I express three important concepts in those two lines. The first is that Pound and Eliot are often described as the greatest writers of the 20th century. Indeed, many critics have called them prophets. Obviously, I reject that, for two reasons. The first is that both men were vicious and outspoken bigots. This is not so obvious in their writings, so let me defer that discussion for a moment. Rather, let me begin with the voice, the perspective of the writer who wrote Prufrock, The Wasteland, Hollow Men.

The literalist reader might claim that Eliot writes in such a way as to include himself among the empty and inept human beings he has chosen to describe. Eliot, in point of fact, does not write, “YOU are the hollow men.” He writes, “WE are the hollow men.” But these scathing poems have nothing of the hesitance, insecurity, self-doubt, and timidity of the characters they describe. In them, Eliot writes with unrestrained contempt and disdain. He accuses and points his finger at the people around him, little people in his eyes. He says “we,” but he means “you.” YOU are hollow; YOU are Prufrock; YOU live in a wasteland and YOU are not worthy of anything better. Eliot writes with the voice of a feudal master, overseeing his ignorant peasants and his simpering, sniveling servants.

These poems express an arrogance and contempt for humanity that offend me to the core of my being. Does the author suggest any new and better path for his characters? Does he offer a means for redemption? Does he at least show some empathy for the weakness and limits of these little people that are so far beneath him? Not a word.

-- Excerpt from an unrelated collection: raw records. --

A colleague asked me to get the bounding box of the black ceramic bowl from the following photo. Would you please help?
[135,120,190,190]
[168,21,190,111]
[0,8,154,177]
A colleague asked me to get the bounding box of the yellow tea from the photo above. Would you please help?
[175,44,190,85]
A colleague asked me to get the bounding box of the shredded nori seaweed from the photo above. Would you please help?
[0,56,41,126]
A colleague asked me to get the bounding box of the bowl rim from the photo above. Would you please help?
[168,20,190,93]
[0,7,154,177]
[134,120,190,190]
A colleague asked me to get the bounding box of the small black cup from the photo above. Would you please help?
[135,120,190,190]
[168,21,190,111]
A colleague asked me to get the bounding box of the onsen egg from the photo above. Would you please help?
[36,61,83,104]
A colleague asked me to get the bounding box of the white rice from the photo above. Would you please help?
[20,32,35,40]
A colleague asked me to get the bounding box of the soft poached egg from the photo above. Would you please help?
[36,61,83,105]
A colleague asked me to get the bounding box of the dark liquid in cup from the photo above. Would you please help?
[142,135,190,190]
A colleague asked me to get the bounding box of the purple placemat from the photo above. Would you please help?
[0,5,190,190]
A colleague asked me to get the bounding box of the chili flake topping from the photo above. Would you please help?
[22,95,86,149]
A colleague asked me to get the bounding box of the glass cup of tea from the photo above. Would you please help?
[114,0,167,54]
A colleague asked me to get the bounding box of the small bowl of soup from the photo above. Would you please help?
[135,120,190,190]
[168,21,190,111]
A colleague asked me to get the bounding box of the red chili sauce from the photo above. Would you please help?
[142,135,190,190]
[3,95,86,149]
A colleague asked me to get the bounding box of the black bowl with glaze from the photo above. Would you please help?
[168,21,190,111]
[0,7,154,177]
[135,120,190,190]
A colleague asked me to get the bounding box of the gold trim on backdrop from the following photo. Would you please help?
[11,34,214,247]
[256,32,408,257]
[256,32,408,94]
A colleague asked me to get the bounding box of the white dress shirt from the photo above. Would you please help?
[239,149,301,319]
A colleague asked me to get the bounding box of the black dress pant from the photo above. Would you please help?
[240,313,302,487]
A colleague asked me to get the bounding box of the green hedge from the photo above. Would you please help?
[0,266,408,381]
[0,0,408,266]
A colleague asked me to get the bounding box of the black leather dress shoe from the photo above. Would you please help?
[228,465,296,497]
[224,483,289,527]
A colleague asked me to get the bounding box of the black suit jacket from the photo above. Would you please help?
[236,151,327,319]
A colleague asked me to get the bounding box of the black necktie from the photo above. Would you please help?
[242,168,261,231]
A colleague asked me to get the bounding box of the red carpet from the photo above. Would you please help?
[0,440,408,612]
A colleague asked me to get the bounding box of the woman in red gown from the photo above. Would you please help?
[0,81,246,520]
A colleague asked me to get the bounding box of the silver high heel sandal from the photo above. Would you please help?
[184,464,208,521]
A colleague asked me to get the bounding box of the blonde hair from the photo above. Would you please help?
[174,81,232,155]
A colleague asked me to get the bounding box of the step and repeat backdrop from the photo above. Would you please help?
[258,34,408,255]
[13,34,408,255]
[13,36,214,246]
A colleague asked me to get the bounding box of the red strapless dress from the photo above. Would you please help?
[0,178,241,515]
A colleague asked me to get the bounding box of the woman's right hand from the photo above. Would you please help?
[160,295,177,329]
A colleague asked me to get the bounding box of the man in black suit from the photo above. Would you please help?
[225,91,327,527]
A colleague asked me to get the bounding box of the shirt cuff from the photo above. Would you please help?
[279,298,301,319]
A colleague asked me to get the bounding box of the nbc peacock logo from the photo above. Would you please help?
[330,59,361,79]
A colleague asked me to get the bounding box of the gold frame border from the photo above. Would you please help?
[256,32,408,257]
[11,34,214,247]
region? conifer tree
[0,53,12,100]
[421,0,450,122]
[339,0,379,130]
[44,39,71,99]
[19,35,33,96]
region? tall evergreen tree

Given this master-slave mentality in the poems, it is not so hard to read between the lines and see what Eliot’s letters and private correspondence confirm: he is a racialist bigot. Eliot privately, and Pound openly were nazi sympathizers and fascist supporters. And both were vicious anti-Semites.

Yet, somehow, the reading public has allowed itself to ignore these facts. It is as if in some alternate reality, Hitler and Goebbels were talented painters, skilled at representing the imagined deformity of those they hated, as well as being leaders of the nazi party. And in this alternate reality, the anti-nazi public, nonetheless, raved about how wonderful Hitler’s and Goebbels’ paintings were. Impossible? Outrageous? Yet we see it with Eliot and Pound: racialist bigots who paint deformed human beings, and who, nonetheless, are accorded the highest honors in society.

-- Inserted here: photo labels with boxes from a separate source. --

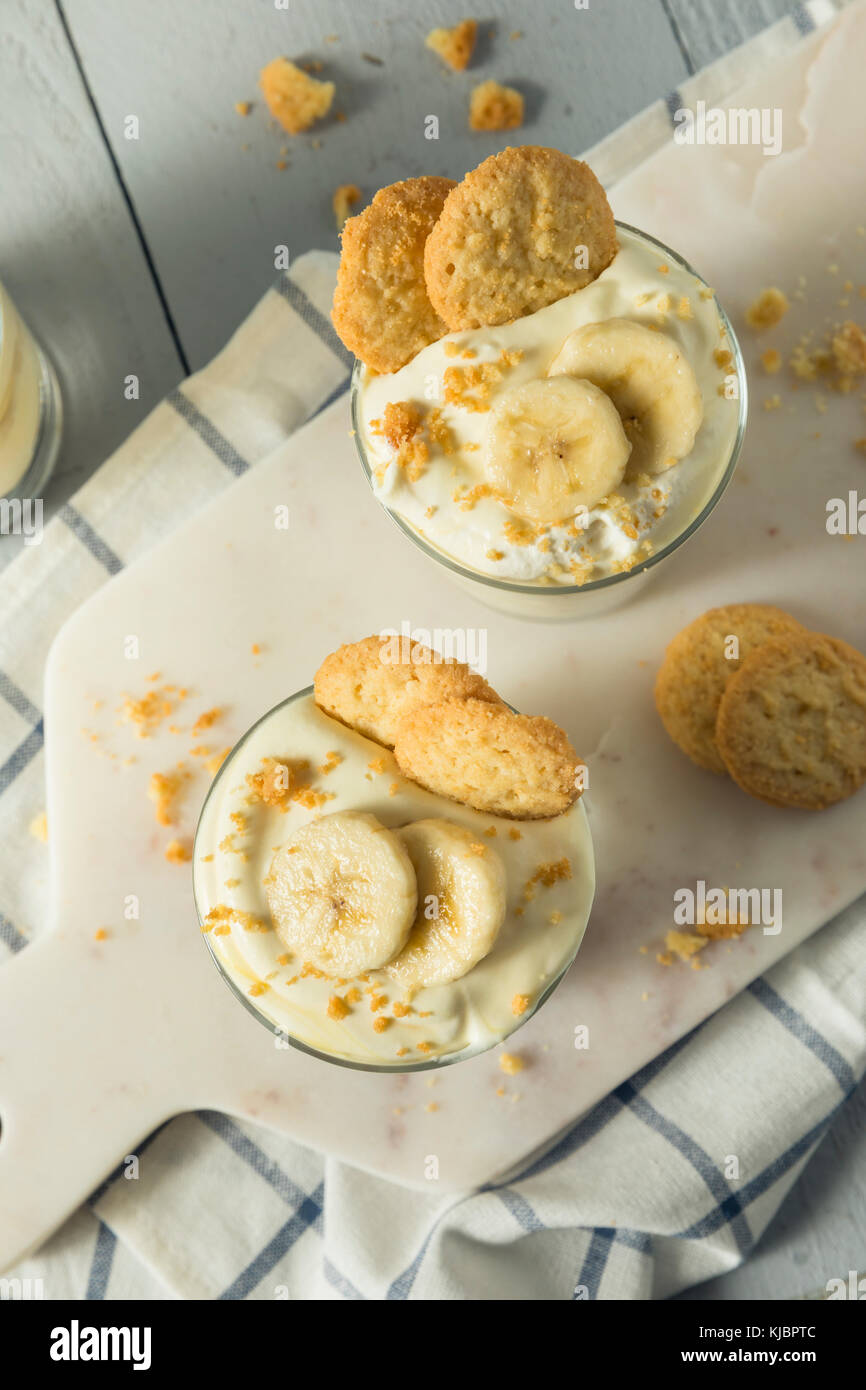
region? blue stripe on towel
[274,275,354,367]
[85,1220,117,1300]
[0,720,44,795]
[220,1183,325,1300]
[57,502,124,574]
[165,388,249,478]
[748,980,855,1094]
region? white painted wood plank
[57,0,687,366]
[0,0,182,569]
[666,0,811,72]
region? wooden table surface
[0,0,866,1300]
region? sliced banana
[484,375,631,521]
[265,810,417,979]
[385,820,505,990]
[548,318,703,477]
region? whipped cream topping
[357,228,742,585]
[195,694,595,1068]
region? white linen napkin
[0,0,866,1300]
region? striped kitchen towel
[0,0,866,1300]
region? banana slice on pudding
[484,374,631,521]
[548,318,703,477]
[265,810,417,979]
[385,819,506,990]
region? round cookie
[314,637,502,748]
[331,177,456,371]
[655,603,805,773]
[393,699,581,820]
[424,145,617,329]
[716,631,866,810]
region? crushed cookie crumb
[499,1052,525,1076]
[259,58,336,135]
[331,183,361,232]
[745,288,791,332]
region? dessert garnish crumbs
[664,931,708,960]
[204,748,231,777]
[468,79,523,131]
[202,902,271,937]
[147,767,189,826]
[424,19,478,72]
[499,1052,525,1076]
[331,183,361,232]
[523,856,571,902]
[118,687,174,738]
[745,288,790,332]
[192,706,222,738]
[259,58,336,135]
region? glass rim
[349,221,748,598]
[192,685,598,1072]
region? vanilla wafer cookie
[331,177,456,371]
[393,698,582,820]
[314,637,502,748]
[716,630,866,810]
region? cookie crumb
[259,58,336,135]
[664,931,708,960]
[331,183,361,232]
[745,288,791,332]
[468,79,523,131]
[424,19,478,72]
[499,1052,525,1076]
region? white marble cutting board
[0,0,866,1268]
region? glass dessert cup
[0,284,63,500]
[193,685,595,1072]
[350,222,748,623]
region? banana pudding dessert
[334,146,745,608]
[195,637,595,1070]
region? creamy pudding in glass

So, Chris, you ask, “what have these men done?” They have slandered humanity. They have cursed their societies. And worst of all, they have misled a reading public into assuming the contempt-filled vision expressed by these two authors. The public, too, reads “YOU are the hollow men,” and sneers at the incompetent and unredeemable Prufrocks around them. Sneers, and doesn’t think to lift a hand to help.

Therefore, I say Eliot's and Pound's writing offends me. However, I am even more offended by their moral corruption as human beings. And being thus doubly offended, should I not speak out against them?

And finally, this postscript. You bigots! Don’t imagine you can hide your bigotry beneath the surface of your writing, or somehow cleanse your writing from the stain and stench of hatred and intolerance. Emotions create the foundation and shape of our thoughts. Emotions determine what we look at and how we value things. A bigot’s writing will be deformed by that bigotry. And just as their writing will be deformed and made ugly by hatred, so everything about them will be deformed and made ugly. The struggle against intolerance and hatred is a perpetual battle waged by every single person. Those who make headway in this battle become more beautiful and heroic; those who succumb become more ugly and more vile.